# Soggy Crust Pecan Pie



## joepiebaker (Oct 17, 2004)

I can't seem to get my pecan pie filling to stay inside the crusts! It somehow leaks through the crust (no breaks in bottom or sides) and makes the pie very greasy and soggy. Here's the recipe:

2# lt. brown sugar
1/3oz. salt
1# melted margarine
4#8oz. lt. corn syrup
1#12oz. eggs
3/4oz. vanilla extract

9oz. pecans per pie

can't remember how many pies one batch fills, but after I mix it, it goes in the freezer for an hour at least. It's then whisked by hand and poured over the pecans in the shell. Baked at 350F for 40min., covered for another 15-20.

A very sweet pecan pie. And I just can't keep it from ruining my lovely, flaky crusts!

-Joe


----------



## momoreg (Mar 4, 2000)

Are you prebaking your crust? Make sure it is fully baked, so the dough doesn't absorb the filling.


----------



## shawn d. (Aug 3, 2004)

Heh. Don't want to use raw crusts. Make sure that the cooked crust is cooled from baking as well.


----------



## pa pete (Nov 17, 2004)

I too think that prebaking the crust is the way to go here.

If you get a chance to catch "Good Eats" show episodes "Crust Never Sleeps" or "I Pie" it answered ALOT of questions that I had about crusts.

Check it out. In case you need info now check out the transcripts listed below.

I hope this helps.

http://www.goodeatsfanpage.com/Seaso..._pie_trans.htm

http://www.goodeatsfanpage.com/Seaso...Transcript.htm


----------



## joepiebaker (Oct 17, 2004)

If I pre-bake the shell, won't it burn while the filling bakes? Also, the filling is taking a very long time to set. Is there something wrong with the recipe?


----------



## zukerig (Sep 23, 2004)

Many pies (including tarts, flans, and quiches) suffer from *soggy bottoms*. All manner of techniques have been developed to deal with them, but two remain particularly worthy of attention:

The first - to be used only for sweet pastries - is apricot jam, strained & melted, then brushed lukewarm over the _partially cooked_ pastry base.
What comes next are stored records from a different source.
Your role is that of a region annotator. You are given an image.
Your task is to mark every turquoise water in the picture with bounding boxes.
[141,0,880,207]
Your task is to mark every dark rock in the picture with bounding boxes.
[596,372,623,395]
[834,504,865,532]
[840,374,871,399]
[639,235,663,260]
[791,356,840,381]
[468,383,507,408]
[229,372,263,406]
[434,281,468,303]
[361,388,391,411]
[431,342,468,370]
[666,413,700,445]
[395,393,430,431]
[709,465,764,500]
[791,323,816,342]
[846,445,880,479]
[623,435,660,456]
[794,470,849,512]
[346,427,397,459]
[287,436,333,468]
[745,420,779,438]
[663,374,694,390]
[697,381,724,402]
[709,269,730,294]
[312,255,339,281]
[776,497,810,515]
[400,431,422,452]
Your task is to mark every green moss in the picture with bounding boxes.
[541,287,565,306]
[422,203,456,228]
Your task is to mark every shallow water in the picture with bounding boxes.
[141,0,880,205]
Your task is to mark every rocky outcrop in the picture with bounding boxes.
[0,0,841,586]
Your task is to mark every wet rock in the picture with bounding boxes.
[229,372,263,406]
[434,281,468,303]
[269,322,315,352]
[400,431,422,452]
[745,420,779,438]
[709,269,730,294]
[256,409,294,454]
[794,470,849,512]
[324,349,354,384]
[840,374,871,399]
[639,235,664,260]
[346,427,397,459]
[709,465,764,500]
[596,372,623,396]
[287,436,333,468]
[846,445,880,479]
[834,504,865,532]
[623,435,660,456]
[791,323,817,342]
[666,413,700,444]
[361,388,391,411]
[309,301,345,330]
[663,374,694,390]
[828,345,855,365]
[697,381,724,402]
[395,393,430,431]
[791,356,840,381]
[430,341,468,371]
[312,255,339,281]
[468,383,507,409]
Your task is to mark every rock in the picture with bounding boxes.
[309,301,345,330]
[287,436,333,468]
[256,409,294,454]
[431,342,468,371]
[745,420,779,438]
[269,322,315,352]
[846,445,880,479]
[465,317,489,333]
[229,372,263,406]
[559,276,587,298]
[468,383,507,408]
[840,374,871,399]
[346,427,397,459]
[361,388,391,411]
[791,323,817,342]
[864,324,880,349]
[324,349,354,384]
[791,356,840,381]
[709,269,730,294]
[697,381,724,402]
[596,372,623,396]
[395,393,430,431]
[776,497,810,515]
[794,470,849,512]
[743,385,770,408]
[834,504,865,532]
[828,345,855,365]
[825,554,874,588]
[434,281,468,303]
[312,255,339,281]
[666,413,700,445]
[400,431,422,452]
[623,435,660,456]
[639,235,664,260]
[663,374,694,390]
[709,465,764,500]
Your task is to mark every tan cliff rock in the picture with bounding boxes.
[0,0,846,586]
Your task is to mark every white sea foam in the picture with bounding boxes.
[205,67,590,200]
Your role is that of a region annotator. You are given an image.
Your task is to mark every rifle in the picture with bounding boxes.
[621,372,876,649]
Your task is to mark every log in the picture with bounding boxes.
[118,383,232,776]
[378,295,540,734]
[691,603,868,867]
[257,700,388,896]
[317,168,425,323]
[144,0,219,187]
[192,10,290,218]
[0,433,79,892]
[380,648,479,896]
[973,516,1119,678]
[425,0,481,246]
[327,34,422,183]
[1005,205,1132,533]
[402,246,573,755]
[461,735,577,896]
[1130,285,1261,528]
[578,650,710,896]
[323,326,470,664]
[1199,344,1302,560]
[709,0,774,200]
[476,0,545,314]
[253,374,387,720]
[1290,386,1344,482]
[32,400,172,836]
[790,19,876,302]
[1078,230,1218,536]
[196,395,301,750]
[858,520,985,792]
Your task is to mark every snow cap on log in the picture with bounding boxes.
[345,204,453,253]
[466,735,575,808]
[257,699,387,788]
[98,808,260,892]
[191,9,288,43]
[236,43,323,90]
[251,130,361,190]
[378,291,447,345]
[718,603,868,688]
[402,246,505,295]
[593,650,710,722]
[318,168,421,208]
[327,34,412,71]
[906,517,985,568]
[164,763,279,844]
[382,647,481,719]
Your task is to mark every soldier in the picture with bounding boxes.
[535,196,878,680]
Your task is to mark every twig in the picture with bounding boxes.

The second is to use an egg wash, made up of 1 whole egg, ½ tsp salt, and 1 Tbsp light salad oil. This mixture should be completely emulsified and brushed over the _precooked_ pastry case before it's filled.

The sense advantage is primarily a _textural_ one - but clearly there is a benefit to the digestion for many diners as well.


----------